Sein Urenkel, ebenfalls Stefan, regelmäßiger Besucher des Bordells und des Kasinos in Frankenstadt, entscheidet sich bei seiner Hochzeit, den Tempelbau, den eine Seuche unterbrochen hat, "zur Ehre Gottes" zu beenden. Nicht weil er seine Seele retten will. Er ist die Verkörperung der Weisheit des Buches der Weisheit(5), so sieht er schon am Tage seiner Hochzeit, wie er seinen Ältesten im Ersten Weltkrieg verlieren wird, wie seine Tochter nach dem Zweiten Weltkrieg "in den Hungertod" getrieben wird, er sieht die Desillusionierungen seiner Nachkommen im voraus. Er beendet den Tempelbau und lässt ein Pfarrhaus bauen. Am Tag vor dessen Einrückung nimmt er seinen Sohn ins Bordell mit. "Er hat sich so sehr weggesehnt, dass er daran beinahe wahnsinnig geworden ist". Vergebens sucht er aber den Trost des Ertragenkönnens im Sekt und in der Bibel, die er wie die Hand der Prostituierten küsst, die sie ihm ins Zimmer bringt - die Irrationalität des Krieges und des Kriegstodes vermag keine Irrationalität anderer Art aufzulösen: Als er früh morgens vor dem Bett seines Sohnes und der Prostituierten aus der Bibel über den freien Willen vorliest, fängt er an zu weinen: "Weder die Huren, noch die Bibel kann man an sich deuten" und er verspürt Wärme, "nein, keine Wärme, die das Herz erfüllt", sondern die Wärme der Kugel, die das Leben des Sohnes auslöschen wird, "wie der Körper eines Mädchens, der sich auf dem Bettlaken reibt, es wälzt sich und wimmert vor Lust, wenn man es nicht sieht, denkt man, vor Schmerz, aber es ist angespannte Lust, so wimmerte die Kugel, schmerzbringend, in der Luft." Nach dem Tode des Sohnes verspielt Stefan sein Hab und Gut. Viele Jahre später, als er eine größere Summe in seiner Tasche findet und da er nun viel zu alt ist, um dafür im Bordell Illusionen zu kaufen, kauft er ein Grammophon. Er lässt immer nur dasselbe Lied spielen, so dass auf der verbrauchten Platte nur so viel zu hören ist: "Leben muss man auch dann, wenn schon ... sssssssr, leben muss man auch dann, wenn schon ... ssssssr". Er stirbt beim Hören dieses Liedes, "ohne Zeit zu haben, das Grammophon auszuschalten".

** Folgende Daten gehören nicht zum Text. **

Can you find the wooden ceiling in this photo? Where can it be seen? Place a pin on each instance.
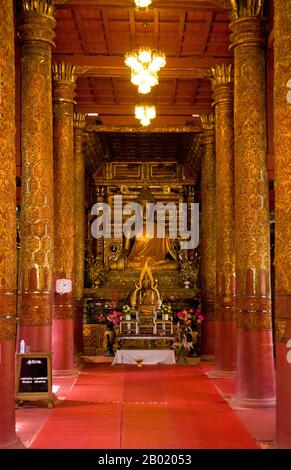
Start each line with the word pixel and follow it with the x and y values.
pixel 95 35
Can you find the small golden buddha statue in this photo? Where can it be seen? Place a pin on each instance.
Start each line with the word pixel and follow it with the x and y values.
pixel 150 250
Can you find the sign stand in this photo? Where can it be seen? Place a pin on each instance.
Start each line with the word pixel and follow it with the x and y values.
pixel 34 378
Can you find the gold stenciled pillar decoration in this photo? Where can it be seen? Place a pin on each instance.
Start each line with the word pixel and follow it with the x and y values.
pixel 79 126
pixel 8 437
pixel 36 24
pixel 282 128
pixel 208 236
pixel 225 332
pixel 64 180
pixel 255 365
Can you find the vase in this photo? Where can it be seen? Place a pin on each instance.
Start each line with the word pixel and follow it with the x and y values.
pixel 110 336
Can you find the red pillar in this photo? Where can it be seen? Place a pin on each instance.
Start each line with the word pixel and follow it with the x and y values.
pixel 282 141
pixel 255 381
pixel 35 26
pixel 8 438
pixel 79 253
pixel 208 237
pixel 225 332
pixel 64 308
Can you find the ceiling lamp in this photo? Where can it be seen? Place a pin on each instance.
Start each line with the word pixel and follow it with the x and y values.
pixel 143 3
pixel 145 113
pixel 145 64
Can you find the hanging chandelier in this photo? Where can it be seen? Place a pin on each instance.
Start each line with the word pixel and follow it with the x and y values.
pixel 145 64
pixel 142 3
pixel 145 113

Die identitätsbildenden Strategien der Bischof-Lebensdrehbücher sollen sich oft an äußeren, regulativen Identitätszuweisungen bewähren, die an starren Begriffssystemen ("Peter Richter hatte eine Schädelform, die das Arierwinkelmaß in Verzweiflung gebogen hätte, nicht aber den Geist des Potsdamer Abkommens, 'Zurück mit dir, Schwabe, nach Deutschland'.") basieren und eine absolute Gültigkeit beanspruchen.
Stefan Bischof setzt sich 1891 einer solchen Identitätsfestlegung eher instinktiv zur Wehr: "Was wollt ihr? - fragte Stefan. Ich bin Bauer und verstehe nichts von Klügelei, [...] was wollt ihr mir einreden? [...] Ich scheiße auf eure Fragebögen: Wer sind sie, welcher Nationalität, welcher Konfession? [...] Von mir bekommt ihr keine Antwort." Als daraufhin einer in der Kneipe mit ihm nicht anzustoßen gewillt ist: "Ein Ungar stößt seit Oktober 1849 mit Bier nicht an", überlegt er, ob er seinen Großvater holen sollte, dessen Füße in Görgeys Heer erfroren waren, schüttet dann aber, er, der sich "kein Zeichen umhängt, in dem lebendige Zeichen, in ihm und aus ihm lebende Zeichen leuchten", sein Bier traurig auf den Boden.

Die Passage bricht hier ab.